Médiation : Comment s’assurer que les offres faites soient appréciées?

Par Jean Poitras et Solange Pronovost

Vers la fin d’un processus de médiation, une offre de compromis est faite. Selon votre appréciation de médiateur, ainsi que votre connaissance des intérêts des personnes participantes, cette proposition semble tout à fait raisonnable. Mais surprise! l'une d'elles la juge insuffisante. Est-ce une stratégie de négociation compétitive? s'agit-il d'un caprice? ou encore d'une estimation qui serait teintée par un phénomène psychologique? Non seulement la théorie de la comparaison pourrait vous aider à mieux comprendre la situation, mais elle serait également susceptible de révéler des moyens d’intervention efficaces.

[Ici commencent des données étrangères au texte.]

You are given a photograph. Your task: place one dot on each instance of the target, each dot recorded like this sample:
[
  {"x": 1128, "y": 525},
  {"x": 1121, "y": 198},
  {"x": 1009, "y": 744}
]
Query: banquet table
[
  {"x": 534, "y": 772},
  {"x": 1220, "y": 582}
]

L'appréciation de ses gains est un processus
fortement subjectif. (Source: Shutterstock)
Théorie de la comparaison. Cette dernière explique la façon dont les individus évaluent les gains et les pertes à partir de leur contexte. Par exemple, en milieu de travail, elle décrit le mécanisme par lequel les employé(e)s perçoivent leur salaire comme étant juste ou non: «Suis-je payé selon les standards de l’industrie? Est-ce que ma rétribution est équivalente à celle de mes collègues?» En situation de conflit, la théorie de la comparaison sert à comprendre comment les individus impliqués apprécient les offres qui leur sont faites. 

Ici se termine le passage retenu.